Yes, I know it says “Oryx” in the title of the video.
Gemsbok are species of oryx. There are four species in the genus Oryx, and the Gemsbok is Oryx gazella.
Now, what are they doing in New Mexico?
Well, just like feral horses, feral burros and ring-necked pheasants, these were introduced.
In 1969, the New Mexico Department of Fish and Game introduced them to the White Sands Missile Range.
There are now about 3,000 of them in the Tularosa Basin.
They have very few predators. Cougars don’t seem to be very effective gemsbok predators, and coyotes take only the very young.
They are hunted to control their numbers, but it’s likely that they are here to stay.
And this is in North America, a place with no native antelope or gazelles.
In the East, we’ve spent a very long time making everything look like Europe. In the West, are we trying to make everything look like Africa or Central Asia?

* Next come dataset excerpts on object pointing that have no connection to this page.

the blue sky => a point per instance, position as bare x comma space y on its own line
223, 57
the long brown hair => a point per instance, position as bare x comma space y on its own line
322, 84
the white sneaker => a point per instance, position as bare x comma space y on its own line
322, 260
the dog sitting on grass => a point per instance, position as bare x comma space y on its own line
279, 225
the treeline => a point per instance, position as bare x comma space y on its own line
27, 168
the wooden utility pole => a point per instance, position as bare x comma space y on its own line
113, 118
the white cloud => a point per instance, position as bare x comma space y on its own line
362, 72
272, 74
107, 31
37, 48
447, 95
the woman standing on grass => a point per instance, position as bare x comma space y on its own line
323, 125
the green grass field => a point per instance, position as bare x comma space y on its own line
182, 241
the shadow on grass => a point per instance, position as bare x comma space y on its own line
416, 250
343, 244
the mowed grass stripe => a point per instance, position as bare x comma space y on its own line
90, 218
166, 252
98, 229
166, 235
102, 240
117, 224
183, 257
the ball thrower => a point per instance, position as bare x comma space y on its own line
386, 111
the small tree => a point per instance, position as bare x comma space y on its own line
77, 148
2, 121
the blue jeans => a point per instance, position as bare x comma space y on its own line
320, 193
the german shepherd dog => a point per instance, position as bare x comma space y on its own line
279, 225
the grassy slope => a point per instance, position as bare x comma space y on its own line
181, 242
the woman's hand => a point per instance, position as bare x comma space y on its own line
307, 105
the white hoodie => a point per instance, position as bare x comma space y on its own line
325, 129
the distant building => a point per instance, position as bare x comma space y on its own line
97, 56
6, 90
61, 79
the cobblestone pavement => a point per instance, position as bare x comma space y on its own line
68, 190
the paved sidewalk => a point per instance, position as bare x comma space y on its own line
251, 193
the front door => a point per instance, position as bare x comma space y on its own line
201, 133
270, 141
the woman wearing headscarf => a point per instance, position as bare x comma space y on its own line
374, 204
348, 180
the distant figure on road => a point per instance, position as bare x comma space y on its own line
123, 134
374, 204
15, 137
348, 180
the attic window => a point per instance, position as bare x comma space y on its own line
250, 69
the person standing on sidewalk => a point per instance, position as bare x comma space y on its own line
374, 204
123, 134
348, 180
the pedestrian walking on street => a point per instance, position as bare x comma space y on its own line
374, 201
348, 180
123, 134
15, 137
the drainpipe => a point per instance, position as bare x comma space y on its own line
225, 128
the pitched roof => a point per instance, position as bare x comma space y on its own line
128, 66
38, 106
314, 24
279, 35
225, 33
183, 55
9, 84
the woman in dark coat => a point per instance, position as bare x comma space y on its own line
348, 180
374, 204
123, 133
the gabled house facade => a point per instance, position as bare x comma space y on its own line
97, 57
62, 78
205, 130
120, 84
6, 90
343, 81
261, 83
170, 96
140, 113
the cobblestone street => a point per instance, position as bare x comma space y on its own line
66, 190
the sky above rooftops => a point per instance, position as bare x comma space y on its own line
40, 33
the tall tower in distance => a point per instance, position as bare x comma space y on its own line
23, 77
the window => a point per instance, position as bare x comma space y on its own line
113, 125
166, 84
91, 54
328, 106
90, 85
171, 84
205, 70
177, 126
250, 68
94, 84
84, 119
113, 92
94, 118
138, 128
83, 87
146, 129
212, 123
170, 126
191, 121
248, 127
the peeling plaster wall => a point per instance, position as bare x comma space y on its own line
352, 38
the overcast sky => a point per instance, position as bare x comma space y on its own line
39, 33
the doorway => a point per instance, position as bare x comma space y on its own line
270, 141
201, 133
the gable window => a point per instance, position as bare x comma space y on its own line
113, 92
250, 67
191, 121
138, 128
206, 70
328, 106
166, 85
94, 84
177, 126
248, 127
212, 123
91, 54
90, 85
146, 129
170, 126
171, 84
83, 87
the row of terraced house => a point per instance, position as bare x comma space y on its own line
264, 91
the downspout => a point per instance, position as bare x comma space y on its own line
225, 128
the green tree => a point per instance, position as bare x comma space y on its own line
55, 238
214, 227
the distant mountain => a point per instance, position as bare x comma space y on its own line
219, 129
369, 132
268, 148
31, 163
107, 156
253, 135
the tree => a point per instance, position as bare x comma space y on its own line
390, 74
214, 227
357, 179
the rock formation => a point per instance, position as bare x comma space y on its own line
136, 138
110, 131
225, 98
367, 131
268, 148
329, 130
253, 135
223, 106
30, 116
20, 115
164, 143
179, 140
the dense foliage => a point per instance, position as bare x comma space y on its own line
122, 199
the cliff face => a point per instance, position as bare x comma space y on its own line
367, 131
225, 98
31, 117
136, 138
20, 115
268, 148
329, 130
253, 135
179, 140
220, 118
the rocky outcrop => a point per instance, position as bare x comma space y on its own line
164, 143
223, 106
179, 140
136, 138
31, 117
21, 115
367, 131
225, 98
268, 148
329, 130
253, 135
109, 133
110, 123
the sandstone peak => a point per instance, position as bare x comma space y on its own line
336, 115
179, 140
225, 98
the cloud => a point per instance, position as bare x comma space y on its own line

I’d much rather have a lot of pronghorn on that range than gemsbok.
Gemsbok means chamois in Dutch. In Afrikaans, it refers to this species of oryx.
Lots of African antelope are named in this fashion. The eland is named for the Dutch word the elk or moose (Alces, not Cervus). The steenbok is named for the Alpine ibex and the Spanish ibex. The term “bok” (cognate with the English word “buck”) usually refers to a goat, but the term has been expanded to include antelope.